In this week’s edition of the NVIDIA Developer Top 5 video, we revisit the top developer stories of the week.
From a new set of DGX-2 systems at ORNL to a million-dollar prize for improving Zillow’s AI algorithm.
Plus, learn more about our new how-to series that explain how to use Tensor Cores for deep learning.
5 – Oak Ridge National Laboratory Installs Two NVIDIA DGX-2 Systems
The U.S. Department of Energy’s Oak Ridge National Laboratory (ORNL), home to the world’s fastest supercomputer, just installed two NVIDIA DGX-2 systems for use in machine learning tasks.
4 – New App Uses AI to Enable Users to Explore Sneakers In AR
Wannaby, a Belarus startup founded by ex-googler Sergey Arkhangelsky, just launched Wanna Kicks a new app that can let you virtually try on a pair of shoes.
3 – Video Series: Mixed-Precision Training Techniques Using Tensor Cores for Deep Learning
Neural networks with thousands of layers and millions of neurons demand high performance and faster training times. The complexity and size of neural networks continue to grow. Mixed precision training using Tensor Cores on Volta and Turing architectures enable higher performance while maintaining network accuracy for heavily compute- and memory-intensive Deep Neural Networks (DNNs).

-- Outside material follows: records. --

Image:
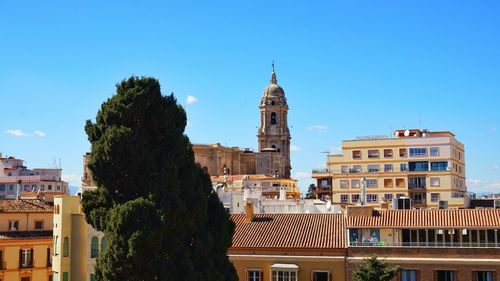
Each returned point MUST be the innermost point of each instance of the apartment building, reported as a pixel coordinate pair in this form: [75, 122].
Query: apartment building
[428, 167]
[428, 244]
[25, 240]
[16, 179]
[76, 243]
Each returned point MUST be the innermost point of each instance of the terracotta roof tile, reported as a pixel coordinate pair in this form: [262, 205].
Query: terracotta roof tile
[24, 206]
[294, 231]
[428, 218]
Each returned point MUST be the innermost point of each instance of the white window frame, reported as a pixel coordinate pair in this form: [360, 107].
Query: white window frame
[253, 270]
[288, 268]
[434, 149]
[321, 271]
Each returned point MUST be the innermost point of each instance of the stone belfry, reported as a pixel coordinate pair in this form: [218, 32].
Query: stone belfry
[273, 135]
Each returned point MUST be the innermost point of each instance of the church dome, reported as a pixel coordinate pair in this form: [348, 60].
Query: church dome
[273, 90]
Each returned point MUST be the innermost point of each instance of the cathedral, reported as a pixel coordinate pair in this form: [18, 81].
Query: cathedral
[273, 137]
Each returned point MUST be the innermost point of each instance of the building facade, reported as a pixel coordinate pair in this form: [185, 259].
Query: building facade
[16, 178]
[76, 243]
[273, 139]
[25, 240]
[428, 167]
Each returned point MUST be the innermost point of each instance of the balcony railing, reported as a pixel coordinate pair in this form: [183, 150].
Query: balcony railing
[26, 264]
[426, 244]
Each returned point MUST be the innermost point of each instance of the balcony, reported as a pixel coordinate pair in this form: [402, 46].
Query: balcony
[26, 264]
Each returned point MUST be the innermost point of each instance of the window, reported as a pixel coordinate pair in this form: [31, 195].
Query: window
[434, 151]
[387, 153]
[371, 183]
[94, 247]
[13, 225]
[435, 182]
[418, 151]
[403, 167]
[284, 272]
[38, 225]
[400, 182]
[254, 275]
[25, 258]
[373, 168]
[439, 166]
[344, 184]
[273, 118]
[387, 167]
[416, 183]
[356, 154]
[344, 169]
[434, 197]
[355, 183]
[420, 166]
[355, 169]
[321, 276]
[372, 197]
[408, 275]
[66, 247]
[388, 183]
[445, 275]
[484, 275]
[104, 244]
[373, 153]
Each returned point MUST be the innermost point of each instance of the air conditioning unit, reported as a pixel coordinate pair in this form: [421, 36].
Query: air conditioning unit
[443, 204]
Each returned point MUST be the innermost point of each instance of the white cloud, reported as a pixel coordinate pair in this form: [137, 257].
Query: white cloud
[318, 128]
[191, 100]
[40, 133]
[477, 185]
[17, 133]
[302, 175]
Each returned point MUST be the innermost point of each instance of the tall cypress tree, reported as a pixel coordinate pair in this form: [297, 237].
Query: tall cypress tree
[156, 206]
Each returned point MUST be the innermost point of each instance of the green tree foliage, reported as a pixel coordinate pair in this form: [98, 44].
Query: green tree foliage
[156, 206]
[374, 269]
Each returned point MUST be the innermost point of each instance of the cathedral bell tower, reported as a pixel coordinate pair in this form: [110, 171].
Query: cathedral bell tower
[273, 135]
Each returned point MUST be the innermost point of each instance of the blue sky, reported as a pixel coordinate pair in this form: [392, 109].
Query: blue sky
[349, 68]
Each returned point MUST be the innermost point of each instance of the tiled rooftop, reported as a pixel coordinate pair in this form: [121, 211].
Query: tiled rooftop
[9, 235]
[428, 218]
[290, 231]
[24, 206]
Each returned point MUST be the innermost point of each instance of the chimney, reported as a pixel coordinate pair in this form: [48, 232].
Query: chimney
[248, 212]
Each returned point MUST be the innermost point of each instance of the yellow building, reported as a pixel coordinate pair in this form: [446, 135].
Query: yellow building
[288, 247]
[428, 167]
[76, 243]
[25, 240]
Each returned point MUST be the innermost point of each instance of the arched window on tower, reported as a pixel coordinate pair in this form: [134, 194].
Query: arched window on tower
[273, 118]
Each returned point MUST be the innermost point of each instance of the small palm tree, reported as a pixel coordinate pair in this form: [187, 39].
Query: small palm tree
[374, 269]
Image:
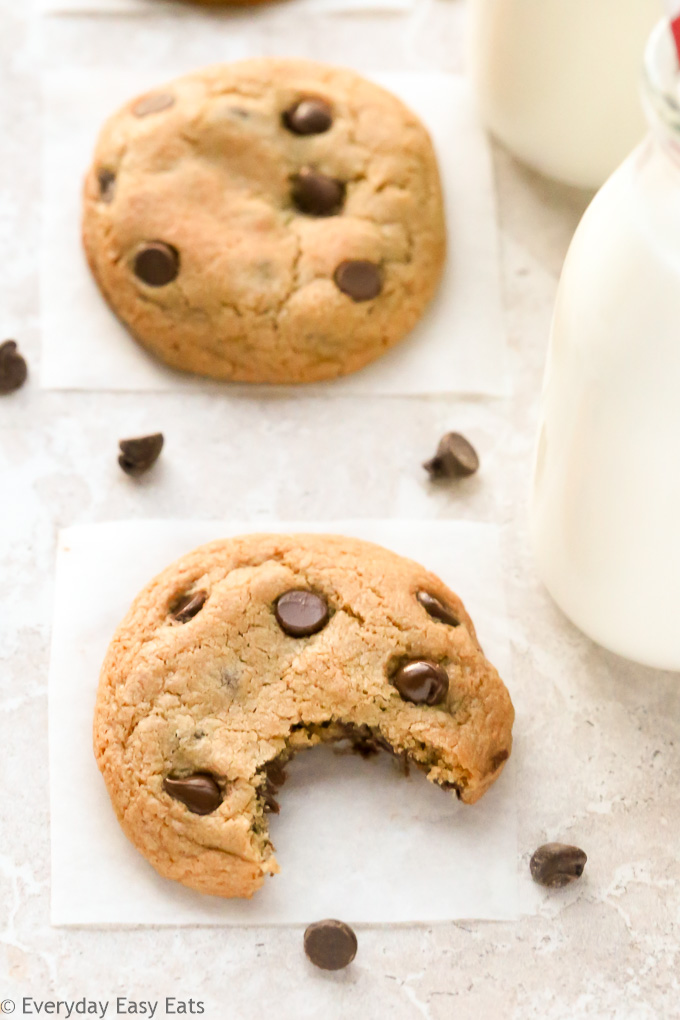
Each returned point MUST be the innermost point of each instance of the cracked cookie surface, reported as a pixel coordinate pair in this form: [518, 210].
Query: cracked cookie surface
[250, 650]
[265, 221]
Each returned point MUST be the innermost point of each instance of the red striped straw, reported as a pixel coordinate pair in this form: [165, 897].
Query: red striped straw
[674, 10]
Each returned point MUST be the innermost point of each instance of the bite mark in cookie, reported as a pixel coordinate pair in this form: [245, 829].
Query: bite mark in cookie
[251, 650]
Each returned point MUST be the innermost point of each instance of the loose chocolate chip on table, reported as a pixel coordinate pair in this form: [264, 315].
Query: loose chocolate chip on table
[421, 681]
[436, 609]
[199, 793]
[557, 864]
[153, 104]
[455, 458]
[189, 606]
[359, 278]
[138, 455]
[157, 264]
[316, 194]
[330, 945]
[309, 116]
[301, 613]
[106, 181]
[13, 370]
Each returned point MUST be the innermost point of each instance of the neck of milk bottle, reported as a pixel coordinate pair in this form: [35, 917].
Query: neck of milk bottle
[661, 91]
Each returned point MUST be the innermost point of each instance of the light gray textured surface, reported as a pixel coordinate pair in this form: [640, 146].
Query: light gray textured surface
[598, 735]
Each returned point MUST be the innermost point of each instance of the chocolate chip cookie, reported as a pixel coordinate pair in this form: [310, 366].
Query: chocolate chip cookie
[266, 221]
[250, 650]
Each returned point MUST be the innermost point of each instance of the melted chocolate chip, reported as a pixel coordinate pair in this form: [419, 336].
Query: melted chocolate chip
[301, 613]
[189, 606]
[359, 278]
[274, 776]
[330, 945]
[153, 104]
[106, 181]
[316, 194]
[309, 116]
[199, 793]
[157, 264]
[557, 865]
[455, 458]
[436, 609]
[13, 369]
[421, 681]
[137, 456]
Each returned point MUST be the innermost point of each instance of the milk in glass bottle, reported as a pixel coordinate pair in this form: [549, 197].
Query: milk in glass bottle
[606, 505]
[558, 81]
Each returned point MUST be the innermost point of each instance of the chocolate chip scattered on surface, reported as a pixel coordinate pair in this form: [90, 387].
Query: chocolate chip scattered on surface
[139, 455]
[330, 945]
[455, 458]
[557, 864]
[13, 369]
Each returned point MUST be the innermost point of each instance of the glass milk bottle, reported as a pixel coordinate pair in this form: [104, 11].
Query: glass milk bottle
[606, 505]
[558, 81]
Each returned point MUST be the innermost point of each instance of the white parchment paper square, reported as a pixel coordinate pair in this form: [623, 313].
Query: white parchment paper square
[459, 347]
[151, 7]
[355, 838]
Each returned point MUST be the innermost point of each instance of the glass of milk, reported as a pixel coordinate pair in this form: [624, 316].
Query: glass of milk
[606, 504]
[558, 81]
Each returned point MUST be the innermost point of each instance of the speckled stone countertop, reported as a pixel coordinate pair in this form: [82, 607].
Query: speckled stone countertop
[598, 735]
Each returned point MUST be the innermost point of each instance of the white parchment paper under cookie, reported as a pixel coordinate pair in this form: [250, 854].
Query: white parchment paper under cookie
[459, 347]
[151, 7]
[355, 838]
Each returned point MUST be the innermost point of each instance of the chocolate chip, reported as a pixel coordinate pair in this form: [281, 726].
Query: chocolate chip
[138, 455]
[359, 278]
[199, 793]
[556, 865]
[301, 613]
[13, 369]
[153, 104]
[455, 458]
[106, 180]
[316, 194]
[330, 945]
[436, 609]
[309, 116]
[189, 606]
[421, 681]
[156, 263]
[274, 776]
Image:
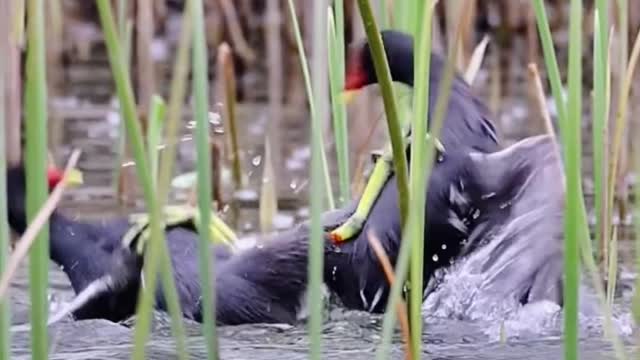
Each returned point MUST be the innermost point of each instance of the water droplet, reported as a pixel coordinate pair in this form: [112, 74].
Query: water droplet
[214, 118]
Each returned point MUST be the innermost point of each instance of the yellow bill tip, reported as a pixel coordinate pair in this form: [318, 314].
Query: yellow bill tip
[74, 177]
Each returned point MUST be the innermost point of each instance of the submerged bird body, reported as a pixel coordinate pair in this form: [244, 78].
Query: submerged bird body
[257, 285]
[476, 193]
[454, 202]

2 – AI Researchers Pave the Way For Translating Brain Waves Into Speech
Researchers from Columbia University used deep learning to enhance speech neuroprothesis technologies, that can result in accurate and intelligible reconstructed speech from the human auditory cortex.
1 – NVIDIA GPUs Help Developers’ Score $1 Million Prize For Improving Zillow’s Zestimate
To help prospective buyers and sellers know exactly how much a home is worth, Zillow, the online real estate company awarded a team of three, a million-dollar prize for developing an algorithm that can better predict the value of a home.